Sind Sie mehr zu einer Frauenrechtskämpferin geworden?
Inzwischen ja. Alice Schwarzer hat mich vor vielen Jahren mal eine „konservative Feministin“ genannt. Das habe ich damals weit von mir gewiesen. Heute sage ich: Ja, wenn es um die Rechte von Frauen geht, dann kämpfe ich.
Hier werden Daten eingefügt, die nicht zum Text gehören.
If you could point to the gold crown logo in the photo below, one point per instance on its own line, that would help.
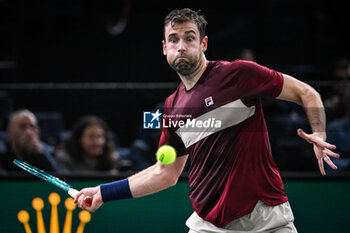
(54, 200)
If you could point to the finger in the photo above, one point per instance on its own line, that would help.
(77, 196)
(320, 165)
(330, 163)
(330, 153)
(325, 144)
(81, 201)
(304, 135)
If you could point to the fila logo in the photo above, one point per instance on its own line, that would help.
(209, 101)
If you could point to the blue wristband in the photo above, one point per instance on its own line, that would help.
(115, 191)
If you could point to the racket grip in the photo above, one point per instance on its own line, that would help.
(73, 193)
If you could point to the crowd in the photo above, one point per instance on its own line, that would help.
(90, 146)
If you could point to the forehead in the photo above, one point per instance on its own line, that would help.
(180, 28)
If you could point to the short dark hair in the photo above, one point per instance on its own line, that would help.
(185, 15)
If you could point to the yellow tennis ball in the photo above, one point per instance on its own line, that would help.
(166, 154)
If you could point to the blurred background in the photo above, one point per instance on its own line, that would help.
(64, 60)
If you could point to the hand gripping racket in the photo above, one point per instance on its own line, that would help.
(51, 179)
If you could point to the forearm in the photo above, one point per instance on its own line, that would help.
(312, 103)
(303, 94)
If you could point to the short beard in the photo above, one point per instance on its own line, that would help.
(184, 67)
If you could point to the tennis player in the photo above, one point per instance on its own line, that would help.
(235, 185)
Das tue ich gerne, auch für die nachfolgenden Generationen. Damit sie nicht an die gläserne Decke stoßen, die in der Außenpolitik besonders hart ist.

Female Diplomacy heißt ihr Buch, weibliche Diplomatie. Gibt es die denn wirklich?
Frauen können eine sehr ausgleichende Funktion einnehmen. Sie wirken oft friedensstiftend – darauf sollte man nicht verzichten.

Mehr Frauen in die Verhandlungsgruppe, dann ist der Syrienkonflikt gelöst – das klingt sehr einfach.
Der Syrienkonflikt ist kompliziert. Aber ich bin mir sicher: Eine Lösung wäre leichter zu erreichen, wenn Frauen mehr eingebunden würden. Den Iran-Atomvertrag haben auch Frauen mit ausgehandelt. Das politische Geschäft hat sich jedenfalls deutlich verändert dadurch, dass Frauen dabei sind. Zu Beginn meiner politischen Karriere wurden in Sitzungen noch relativ derbe Chauvi-Witze gemacht. Das ist vorbei. Ich habe anfangs erlebt, dass sich Männer angebrüllt haben. Das erlebe ich überhaupt nicht mehr.

Frauen brüllen nicht?
Natürlich, aber doch sehr viel seltener. Viele brüllen eher innerlich. Frauen sind diplomatischer. Wir wissen, was wir erreichen wollen und suchen den Weg, dahinzukommen. Sie bringen oft mehr ethische Fragen ein. Männer denken oft sehr merkantil.

Ist das nicht ein Klischee?
Da muss man aufpassen, dass man da nicht in ein Klischee fällt. Aber so erlebe ich es. Ich bin jedenfalls die letzte, die in den Kampf gegen die Männer ziehen will. Sondern ich kämpfe für die Beteiligung von Frauen. Wir müssen es gemeinsam machen, daran müssen wir arbeiten.